Un perfil, en definitiva, muy similar al que posee Miguel Paes do Amaral en el país vecino. Está considerado uno de los empresarios más influyentes de Portugal por su labor en diversas compañías. Licenciado en Ingeniería Mecánica, Paes do Amaral es el anterior accionista mayoritario de Media Capital, un conglomerado de comunicación portugués que tiene la cadena de televisión TVI y varias emisoras de radio. En 2005, vendió sus acciones al Grupo Prisa para centrarse en sus negocios inversores en Quifel Holdings, que engloban desde libros de texto hasta la producción de vinos.

¿Quién es Miguel Paes?

Como Alicia,  por las venas de Miguel Paes do Amaral también corre sangre noble. Es el II Conde de Alferrade y miembro de la Orden de Malta. Además por parte paterna es descendiente de Pedro I de Brasil y IV de Portugal, y por la materna, del Conde de Narbonne- Lara, hijo bastardo de Luis XV de Francia, de Isabel Margarita de Farnesio y de Juan IV de Portugal. Una herencia familiar que le hace ser el propietario del palacio de Anadia en Mengualde, uno de los más importantes palacios barrocos de Portugal.

De su vida privada poco se sabe. El empresario no habla de asuntos del corazón con la prensa y cuando algún periodista se ha interesado por ese aspecto se ha limitado a recordar que “nunca hace comentarios de su vida personal”. Miguel Paes do Amaral se casó en 1983 con María Da Luz Lagos Amaral Cabral y con ella tuvo a sus dos hijas, de 26 y 22 años.  Sin embargo, tras casi tres décadas de matrimonio, la pareja decidió separarse en 2010. Desde entonces, a él no se le había relacionado con nadie. Hasta ahora.
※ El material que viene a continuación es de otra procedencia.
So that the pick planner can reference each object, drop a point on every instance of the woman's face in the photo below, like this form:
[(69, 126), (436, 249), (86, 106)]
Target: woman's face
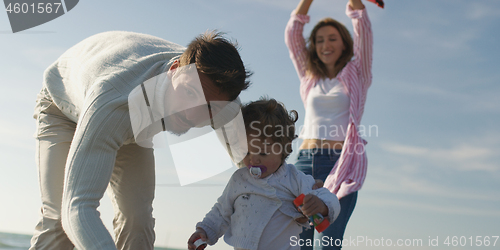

Pero en su país de origen, la faceta más conocida de Paes do Amaral es la relativa a los negocios y a su pasión por el mundo del motor. Es piloto de carreras amateur y ha participado en importantes campeonatos. En el sector empresarial, el aristócrata es administrador de 73 compañías, lo que le convierte en el hombre de la Bolsa portuguesa con más cargos.

Problemas con el fisco

Si en España, en tiempos de crisis, el Ministerio de Economía y Hacienda se ha propuesto acabar con el fraude fiscal  poniendo en el punto de mira a las grandes fortunas, el homónimo portugués, donde la situación económica es aún más frágil que en nuestro país, inició una investigación que, bajo el nombre de ‘Operación Furacäo’, puso en tela de juicio la legalidad de las gestiones del por entonces propietario de Media Capital, Paes do Amaral. El Ministerio de Administración Pública le acusó de no haber presentado varias facturas entre 2001 y 2004 que entre todas ellas suman un total de 4,5 millones de euros, que según la prensa portuguesa, circulaban por empresas creadas en el extranjero con el objetivo de evadir impuestos. Finalmente, en 2010 el empresario liquidó las deudas fiscales (de 1,4 millones de euros) que tenía contraídas con Hacienda para evitar la acusación que estaba abierta contra él.

Este episodio contrasta con las labores humanitarias que Alicia Koplowitz lleva a cabo en nuestro país. En 1998 la empresaria creó la fundación que lleva su nombre y que se centra en ayudar a niños y jóvenes con problemas. Desde ese momento, esta es su mayor ocupación. Su faceta filantrópica ha sido reconocida en varias ocasiones. Quizá haya sido este perfil de mujer que toma conciencia de la realidad que vive, pese a su estatus, el que haya conquistado a este hombre de negocios.